Mawardi juga menyoroti kesalahpahaman mengenai fungsi PDIA. Menurutnya, PDIA tidak boleh disamakan dengan Dinas Arsip atau Dinas Komunikasi dan Informatika.
"Banyak yang hanya melihat dari namanya, padahal PDIA lebih dari sekadar penyimpanan arsip. Lembaga ini fokus pada koleksi terbitan mengenai Aceh baik dalam bentuk cetak maupun digital serta studi mendalam tentang sejarah Aceh, yang memiliki nilai strategis berbeda," jelasnya.
Dengan pergantian kepemimpinan di Aceh, harapan baru pun muncul agar PDIA segera mendapatkan dukungan nyata dari pemerintah dan para pemangku kepentingan.
"Skema awal PDIA, yang mengandalkan dana dari pemerintah daerah serta dukungan teknis dan ilmiah dari USK, sudah terbukti efektif. Langkah pertama adalah memperjelas aturan pendanaan agar tidak mudah bergeser seiring perubahan kebijakan," pungkas Mawardi.
Menanggapi situasi tersebut, Din Saja, atau yang dikenal pula dengan nama Ade Soekma dan Fachruddin Basya budayawan sekaligus seniman menilai bahwa nasib PDIA pasca dibekukan merupakan peringatan keras bahwa dukungan terhadap pelestarian sejarah harus menjadi prioritas.
"Penyelamatan PDIA bukan semata soal pengelolaan anggaran, tetapi juga tentang mempertahankan identitas dan ingatan kolektif bangsa. Kerjasama yang solid antara Pemerintah Aceh dan USK perlu segera diperkuat untuk mengembalikan peran strategis PDIA," ujar Din Saja.

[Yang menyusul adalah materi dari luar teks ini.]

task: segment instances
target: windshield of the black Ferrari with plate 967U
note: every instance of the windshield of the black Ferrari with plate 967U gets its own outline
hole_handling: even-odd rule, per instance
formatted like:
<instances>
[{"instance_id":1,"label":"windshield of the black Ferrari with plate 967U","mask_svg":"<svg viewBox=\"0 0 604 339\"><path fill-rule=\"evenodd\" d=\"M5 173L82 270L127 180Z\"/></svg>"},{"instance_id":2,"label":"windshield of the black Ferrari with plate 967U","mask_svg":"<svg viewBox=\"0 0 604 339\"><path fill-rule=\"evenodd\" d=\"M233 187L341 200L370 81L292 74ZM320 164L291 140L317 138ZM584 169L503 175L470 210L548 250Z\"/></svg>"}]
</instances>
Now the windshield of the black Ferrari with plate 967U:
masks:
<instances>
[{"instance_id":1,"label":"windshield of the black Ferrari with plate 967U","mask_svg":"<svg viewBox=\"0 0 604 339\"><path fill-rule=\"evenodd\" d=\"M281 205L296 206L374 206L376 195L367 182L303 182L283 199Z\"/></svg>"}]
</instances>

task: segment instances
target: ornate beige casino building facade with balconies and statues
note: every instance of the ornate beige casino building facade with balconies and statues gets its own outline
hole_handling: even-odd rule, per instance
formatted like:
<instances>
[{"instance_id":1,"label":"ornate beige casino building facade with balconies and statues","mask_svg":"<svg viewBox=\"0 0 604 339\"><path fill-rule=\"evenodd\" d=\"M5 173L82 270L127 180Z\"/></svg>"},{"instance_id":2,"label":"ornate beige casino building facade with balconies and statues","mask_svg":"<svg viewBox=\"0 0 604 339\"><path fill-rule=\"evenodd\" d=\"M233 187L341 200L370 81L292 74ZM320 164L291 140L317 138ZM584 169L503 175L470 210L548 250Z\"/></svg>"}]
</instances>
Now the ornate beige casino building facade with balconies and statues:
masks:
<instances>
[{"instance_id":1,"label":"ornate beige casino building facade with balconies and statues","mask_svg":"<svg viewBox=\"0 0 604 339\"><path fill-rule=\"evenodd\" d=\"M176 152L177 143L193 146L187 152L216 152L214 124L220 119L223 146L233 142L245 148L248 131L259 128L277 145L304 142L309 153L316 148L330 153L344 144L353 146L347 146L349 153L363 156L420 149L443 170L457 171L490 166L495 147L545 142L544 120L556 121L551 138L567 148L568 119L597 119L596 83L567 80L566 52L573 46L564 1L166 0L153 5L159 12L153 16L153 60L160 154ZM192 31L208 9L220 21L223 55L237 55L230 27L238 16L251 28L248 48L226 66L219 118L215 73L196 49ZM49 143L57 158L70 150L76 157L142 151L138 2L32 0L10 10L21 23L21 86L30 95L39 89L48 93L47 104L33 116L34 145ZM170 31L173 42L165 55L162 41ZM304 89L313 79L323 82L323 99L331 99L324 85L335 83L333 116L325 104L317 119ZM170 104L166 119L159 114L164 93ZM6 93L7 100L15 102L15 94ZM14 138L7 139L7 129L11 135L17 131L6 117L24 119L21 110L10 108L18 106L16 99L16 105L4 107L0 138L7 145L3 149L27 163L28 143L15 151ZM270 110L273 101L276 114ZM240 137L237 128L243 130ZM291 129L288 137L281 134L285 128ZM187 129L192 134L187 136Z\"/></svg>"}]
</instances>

Hingga kini, nasib PDIA masih menggantung. Diharapkan Din Saja, Pemerintah Aceh dan USK segera mengambil langkah konkret untuk mengatasi krisis ini agar dokumen dan arsip bersejarah Aceh tetap terjaga dan dapat diakses oleh masyarakat luas, sebagai bukti nyata komitmen terhadap pelestarian sejarah dan identitas bangsa.
"Krisis yang menimpa PDIA tidak hanya mencerminkan masalah pendanaan semata, melainkan juga tantangan besar dalam menjaga warisan sejarah dan identitas bangsa. Harapan kini tertuju pada sinergi antara pemerintah daerah, institusi akademis, dan berbagai pihak terkait untuk menemukan solusi yang tepat, sehingga PDIA pasca dibekukan dapat dihidupkan lagi sebagai lembaga dokumentasi merawat sejarah, guna menjaga pelestarian sejarah dan budaya Aceh," tutupnya.